Two Illinois professors are awardees of the Simons Foundation, an organization whose mission is to “support basic – or discovery-driven – scientific research, undertaken in pursuit of understanding the phenomena of our world without specific application in mind.”
Charles Gammie, a professor of physics, is a 2015 Simons Fellow awardee in theoretical physics. The fellowship supports a research leave, salary replacement of up to 50 percent and up to $25,000 for expenses related to the leave.
An astrophysicist, Gammie has made important contributions to understanding the structure and dynamics of accretion disks around black holes and newly formed stars, and he has helped formulate new approaches and algorithms to tackle long-standing, unsolved problems in astrophysics.

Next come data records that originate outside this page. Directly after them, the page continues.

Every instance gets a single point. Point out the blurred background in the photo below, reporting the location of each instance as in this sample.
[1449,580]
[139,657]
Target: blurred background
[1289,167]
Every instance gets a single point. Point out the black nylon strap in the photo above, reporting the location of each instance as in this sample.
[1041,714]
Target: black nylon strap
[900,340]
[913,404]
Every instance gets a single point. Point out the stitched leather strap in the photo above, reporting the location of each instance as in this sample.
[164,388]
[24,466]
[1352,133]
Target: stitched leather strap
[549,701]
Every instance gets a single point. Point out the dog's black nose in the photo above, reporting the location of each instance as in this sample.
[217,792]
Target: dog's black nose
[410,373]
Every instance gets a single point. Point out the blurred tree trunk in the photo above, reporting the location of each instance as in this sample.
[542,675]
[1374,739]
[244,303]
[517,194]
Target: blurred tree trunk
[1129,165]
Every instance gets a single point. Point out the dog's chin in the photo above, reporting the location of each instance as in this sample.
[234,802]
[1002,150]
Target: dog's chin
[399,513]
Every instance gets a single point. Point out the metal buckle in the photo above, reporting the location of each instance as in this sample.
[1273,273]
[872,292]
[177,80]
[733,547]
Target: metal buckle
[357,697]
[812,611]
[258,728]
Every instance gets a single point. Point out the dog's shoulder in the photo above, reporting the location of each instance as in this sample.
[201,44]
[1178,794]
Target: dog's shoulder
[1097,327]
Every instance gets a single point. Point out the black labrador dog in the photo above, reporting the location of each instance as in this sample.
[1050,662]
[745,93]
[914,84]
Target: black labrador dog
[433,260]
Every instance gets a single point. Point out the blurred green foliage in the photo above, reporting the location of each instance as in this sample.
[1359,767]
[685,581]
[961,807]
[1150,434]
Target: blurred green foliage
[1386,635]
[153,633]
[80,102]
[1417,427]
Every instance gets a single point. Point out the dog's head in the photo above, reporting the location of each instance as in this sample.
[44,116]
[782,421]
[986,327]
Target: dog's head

James O’Dwyer, professor of plant biology and affiliate of the Carl R. Woese Institute for Genomic Biology, is a recipient of a Simons Foundation Investigator Award in the category mathematical modeling of living systems. Investigators receive research support of $100,000 per year. A quantitative ecologist, O’Dwyer has a doctorate in theoretical physics. His research is interdisciplinary, seeking to identify the broad processes that drive complex ecological systems, and addressing these questions with tools drawn from biology, bioinformatics, physics and mathematics.
“James O’Dwyer is known for his innovative work bringing new ideas from statistical physics to bear on the analysis of ecological problems,” the foundation wrote in an announcement of the award. “His very recent work on coevolution in microbial communities is recognized as opening a new direction for research.”